The Tobacco and Vaping Products Act (Loi sur le tabac et les produits de vapotage) is a Canadian law to regulate the production, marketing and sale of tobacco and vaping products. The law replaced the Tobacco Act, Bill C-71 during the 35th Canadian Parliament in 1997, which itself replaced the former Tobacco Sales To Young Persons Act of 1994 as well as the Tobacco Products Control Act of 1989. The Tobacco Act was amended on July 5, 2010 and renamed to Tobacco and Vaping Products Act in 2018 when similar laws concerning vaping products were added.

== Purpose ==
The purpose of the Act is to protect the health of Canadians by imposing limits on the sale and production of tobacco products. It increases awareness of the health risks associated with use of tobacco products. The Act also protects young people by restricting the age of purchase.

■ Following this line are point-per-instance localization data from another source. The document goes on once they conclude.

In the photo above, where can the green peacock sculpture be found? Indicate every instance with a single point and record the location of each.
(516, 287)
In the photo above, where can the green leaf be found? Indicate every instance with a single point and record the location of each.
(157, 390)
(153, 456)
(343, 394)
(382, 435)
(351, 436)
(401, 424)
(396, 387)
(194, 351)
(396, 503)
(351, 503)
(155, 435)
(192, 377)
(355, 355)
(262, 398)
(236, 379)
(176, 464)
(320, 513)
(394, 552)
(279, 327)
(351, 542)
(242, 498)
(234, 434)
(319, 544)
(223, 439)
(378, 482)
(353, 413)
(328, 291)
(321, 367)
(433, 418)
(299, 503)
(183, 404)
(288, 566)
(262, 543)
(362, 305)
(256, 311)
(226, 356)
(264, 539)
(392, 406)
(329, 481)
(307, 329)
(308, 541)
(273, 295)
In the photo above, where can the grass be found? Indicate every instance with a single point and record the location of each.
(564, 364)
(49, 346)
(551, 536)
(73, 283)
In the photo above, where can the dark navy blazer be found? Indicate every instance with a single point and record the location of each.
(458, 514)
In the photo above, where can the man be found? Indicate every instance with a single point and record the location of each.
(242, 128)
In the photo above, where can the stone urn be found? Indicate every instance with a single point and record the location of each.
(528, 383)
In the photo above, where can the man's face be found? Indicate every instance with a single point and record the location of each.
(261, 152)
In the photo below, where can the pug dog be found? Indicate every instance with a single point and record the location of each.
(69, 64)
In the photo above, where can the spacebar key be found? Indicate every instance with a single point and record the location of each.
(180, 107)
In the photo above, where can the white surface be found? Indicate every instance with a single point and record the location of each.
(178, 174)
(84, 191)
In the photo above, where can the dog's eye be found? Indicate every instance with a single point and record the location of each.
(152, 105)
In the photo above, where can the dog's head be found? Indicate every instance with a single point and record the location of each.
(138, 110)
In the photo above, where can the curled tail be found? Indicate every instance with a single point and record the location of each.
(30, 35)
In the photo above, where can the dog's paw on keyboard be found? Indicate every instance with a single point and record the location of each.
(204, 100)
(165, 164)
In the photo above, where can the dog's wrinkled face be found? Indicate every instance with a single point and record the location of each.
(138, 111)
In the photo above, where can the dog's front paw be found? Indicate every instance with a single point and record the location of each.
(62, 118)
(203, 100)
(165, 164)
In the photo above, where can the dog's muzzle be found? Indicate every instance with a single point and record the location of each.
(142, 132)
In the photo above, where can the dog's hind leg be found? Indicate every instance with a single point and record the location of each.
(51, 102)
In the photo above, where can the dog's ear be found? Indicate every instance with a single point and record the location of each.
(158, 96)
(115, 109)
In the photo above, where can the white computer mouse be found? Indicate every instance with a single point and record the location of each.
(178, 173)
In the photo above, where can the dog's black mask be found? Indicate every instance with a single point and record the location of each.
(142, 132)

== Regulations made under the Act ==

=== Tobacco (Access) Regulations ===
The legal age to purchase tobacco products varies with each province. A person may be asked for documentation to verify their age before purchasing a tobacco product. Under the Act, suitable forms of identification include a driver's license, passport, Canadian permanent resident document, certificate of Canadian citizenship with signature, or a Canadian Armed Forces identification card. Forms of identification issued by a provincial, federal, or foreign government with a signature, photo, and date of birth are also accepted. In addition, every retailer must place a sign near the tobacco products. The sign must adhere to the specifications outlined in the Tobacco Act. It must be in a visible location with a surface area no smaller than 600 cm^{2} with the following text:
"It is prohibited by federal law to provide tobacco products to persons under 18 years of age. Il est interdit par la loi fédérale de fournir des produits du tabac aux personnes âgées de moins de 18 ans.”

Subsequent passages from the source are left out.